I’d like to question what our Chancellor is doing for those who aren’t at the university yet; for those whom an university education means possible attainment of the United States dream–even if in practice, a dream that is somewhat mythological. This proposed public authority model will deny access to the university through increased tuition, and certainly will limit accountability without a system wide check such as the Board of Regents. This proposal and the budget is a naked power grab, why have we put our trust in Mr. Walker, he has already proved to be no more competent than an angry toddler. He will have an immediate majority on the proposed Board of Trustees effective July 1st of this year!

I say, “austerity at what cost”? Privatization of education does nothing but deny working class families the ability to send their children to school. If you look at it critically, it fits perfectly in with Mr. Walker’s plan to create jobs for Wisconsin.
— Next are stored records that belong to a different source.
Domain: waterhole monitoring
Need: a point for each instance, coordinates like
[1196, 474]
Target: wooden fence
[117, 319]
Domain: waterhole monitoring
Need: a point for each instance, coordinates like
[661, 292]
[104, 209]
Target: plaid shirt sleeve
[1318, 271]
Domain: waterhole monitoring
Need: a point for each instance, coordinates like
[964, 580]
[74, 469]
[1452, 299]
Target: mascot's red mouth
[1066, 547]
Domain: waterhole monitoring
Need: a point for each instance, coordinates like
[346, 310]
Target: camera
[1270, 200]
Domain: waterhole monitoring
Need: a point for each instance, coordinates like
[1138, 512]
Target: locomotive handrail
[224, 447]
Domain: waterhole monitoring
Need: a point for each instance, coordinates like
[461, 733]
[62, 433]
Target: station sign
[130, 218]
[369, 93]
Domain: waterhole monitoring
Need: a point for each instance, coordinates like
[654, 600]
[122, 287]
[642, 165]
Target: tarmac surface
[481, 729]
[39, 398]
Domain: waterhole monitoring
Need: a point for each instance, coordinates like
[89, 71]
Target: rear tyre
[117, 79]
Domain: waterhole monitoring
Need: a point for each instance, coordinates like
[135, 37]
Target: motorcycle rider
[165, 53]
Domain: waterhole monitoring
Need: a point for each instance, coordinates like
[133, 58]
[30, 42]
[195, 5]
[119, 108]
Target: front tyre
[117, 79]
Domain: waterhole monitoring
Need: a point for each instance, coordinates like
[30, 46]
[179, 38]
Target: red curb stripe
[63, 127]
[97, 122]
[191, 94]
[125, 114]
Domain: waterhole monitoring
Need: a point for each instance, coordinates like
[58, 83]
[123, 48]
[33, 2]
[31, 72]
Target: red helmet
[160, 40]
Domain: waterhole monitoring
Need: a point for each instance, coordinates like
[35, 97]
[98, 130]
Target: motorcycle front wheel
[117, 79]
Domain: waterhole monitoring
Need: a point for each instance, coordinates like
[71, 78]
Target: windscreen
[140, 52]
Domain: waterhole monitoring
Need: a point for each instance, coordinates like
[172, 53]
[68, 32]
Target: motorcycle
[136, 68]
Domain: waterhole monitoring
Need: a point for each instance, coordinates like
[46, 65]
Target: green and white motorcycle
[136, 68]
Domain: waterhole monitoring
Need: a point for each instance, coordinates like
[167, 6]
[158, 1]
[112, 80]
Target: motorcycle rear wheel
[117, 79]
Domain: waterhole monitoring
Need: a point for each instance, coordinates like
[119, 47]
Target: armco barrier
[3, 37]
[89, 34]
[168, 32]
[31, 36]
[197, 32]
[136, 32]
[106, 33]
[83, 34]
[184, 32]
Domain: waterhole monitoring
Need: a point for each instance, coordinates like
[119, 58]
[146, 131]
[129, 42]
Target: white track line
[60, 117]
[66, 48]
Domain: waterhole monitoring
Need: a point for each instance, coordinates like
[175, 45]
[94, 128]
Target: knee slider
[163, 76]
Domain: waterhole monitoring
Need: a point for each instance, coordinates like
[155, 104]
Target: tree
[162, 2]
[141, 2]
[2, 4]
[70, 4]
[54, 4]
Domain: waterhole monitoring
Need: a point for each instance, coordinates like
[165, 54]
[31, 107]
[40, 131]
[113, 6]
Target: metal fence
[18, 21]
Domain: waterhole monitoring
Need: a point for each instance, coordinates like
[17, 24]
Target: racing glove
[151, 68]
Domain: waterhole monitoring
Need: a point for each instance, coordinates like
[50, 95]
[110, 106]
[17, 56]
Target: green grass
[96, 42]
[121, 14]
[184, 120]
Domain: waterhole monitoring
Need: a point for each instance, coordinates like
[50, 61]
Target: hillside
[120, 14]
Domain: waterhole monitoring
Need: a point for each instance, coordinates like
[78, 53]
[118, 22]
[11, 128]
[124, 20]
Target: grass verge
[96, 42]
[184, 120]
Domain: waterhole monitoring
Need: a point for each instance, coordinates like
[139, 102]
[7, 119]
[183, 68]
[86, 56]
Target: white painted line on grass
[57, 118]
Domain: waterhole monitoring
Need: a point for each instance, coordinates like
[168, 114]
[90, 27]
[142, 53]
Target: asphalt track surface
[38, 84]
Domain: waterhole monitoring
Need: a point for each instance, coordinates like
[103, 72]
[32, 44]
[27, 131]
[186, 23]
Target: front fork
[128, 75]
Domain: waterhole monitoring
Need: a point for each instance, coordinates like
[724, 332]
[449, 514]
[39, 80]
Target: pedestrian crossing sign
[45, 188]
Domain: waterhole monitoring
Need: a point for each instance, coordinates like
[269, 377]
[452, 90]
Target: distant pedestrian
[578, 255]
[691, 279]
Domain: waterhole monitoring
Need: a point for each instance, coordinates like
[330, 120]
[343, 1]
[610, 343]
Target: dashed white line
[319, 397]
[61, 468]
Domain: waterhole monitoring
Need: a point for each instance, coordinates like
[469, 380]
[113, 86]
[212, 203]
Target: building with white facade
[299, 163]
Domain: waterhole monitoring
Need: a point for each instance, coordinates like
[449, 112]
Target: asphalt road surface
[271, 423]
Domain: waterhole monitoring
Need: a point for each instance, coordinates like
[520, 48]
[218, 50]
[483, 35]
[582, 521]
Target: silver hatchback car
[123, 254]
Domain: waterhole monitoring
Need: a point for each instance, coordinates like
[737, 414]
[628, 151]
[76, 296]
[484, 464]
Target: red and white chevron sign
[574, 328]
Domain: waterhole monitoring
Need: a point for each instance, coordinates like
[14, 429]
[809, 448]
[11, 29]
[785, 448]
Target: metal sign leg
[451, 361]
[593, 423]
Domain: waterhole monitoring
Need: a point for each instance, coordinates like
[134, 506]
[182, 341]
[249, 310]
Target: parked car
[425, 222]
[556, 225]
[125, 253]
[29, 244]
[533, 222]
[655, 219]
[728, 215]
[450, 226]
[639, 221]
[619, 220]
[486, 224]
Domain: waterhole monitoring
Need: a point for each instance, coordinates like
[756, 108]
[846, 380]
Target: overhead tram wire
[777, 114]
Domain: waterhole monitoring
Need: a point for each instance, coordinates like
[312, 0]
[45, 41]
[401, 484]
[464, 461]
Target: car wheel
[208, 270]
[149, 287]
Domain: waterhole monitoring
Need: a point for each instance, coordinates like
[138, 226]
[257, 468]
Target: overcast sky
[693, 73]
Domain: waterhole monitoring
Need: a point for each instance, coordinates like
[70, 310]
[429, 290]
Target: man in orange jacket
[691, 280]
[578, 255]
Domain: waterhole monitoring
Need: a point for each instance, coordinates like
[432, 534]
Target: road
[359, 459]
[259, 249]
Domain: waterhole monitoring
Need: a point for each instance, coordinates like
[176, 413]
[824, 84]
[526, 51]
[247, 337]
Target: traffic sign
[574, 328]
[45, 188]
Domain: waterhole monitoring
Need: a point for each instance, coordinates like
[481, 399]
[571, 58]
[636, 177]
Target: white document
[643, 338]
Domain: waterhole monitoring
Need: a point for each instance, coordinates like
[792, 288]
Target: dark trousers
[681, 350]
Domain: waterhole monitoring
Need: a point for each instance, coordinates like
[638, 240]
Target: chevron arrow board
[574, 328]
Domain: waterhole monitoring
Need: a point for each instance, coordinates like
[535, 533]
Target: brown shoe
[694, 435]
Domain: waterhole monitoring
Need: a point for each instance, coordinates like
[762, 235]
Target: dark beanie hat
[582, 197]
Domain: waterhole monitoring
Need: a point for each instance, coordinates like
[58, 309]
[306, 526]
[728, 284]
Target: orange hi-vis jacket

We’re open for business, but exactly what kind of business? Minimum wage, family destroying business–if the answer is yes, then it makes sense for us to continue on the dangerous route of neoliberalist policy played off as quasiprivatization. A simple question; will the children of our generation have the same ability to attend this institution as I and the four generations ahead of me have had?

If this budget passes, it will be a call for a movement of young people to stand up and say that we are NOT okay with the way the world is being run, and that we demand–and will help contribute–to solutions to make our vision for a just world a reality. This isn’t a dream, rather this is a movement.

This movement will not be completely realized until young people are the ones that are taking back the halls and offices of our state capitol, and the halls and offices of our Congress nationally. If you decide to make these cuts now, we will stand up and fight back, because we can’t stop and we won’t stop. We are game changers–a part of a bigger family of forward thinkers–and we are here to stay.

I know that I intend to stick around as long as it takes to do my great great grandmother, Mrs. Anna Norsman, proud.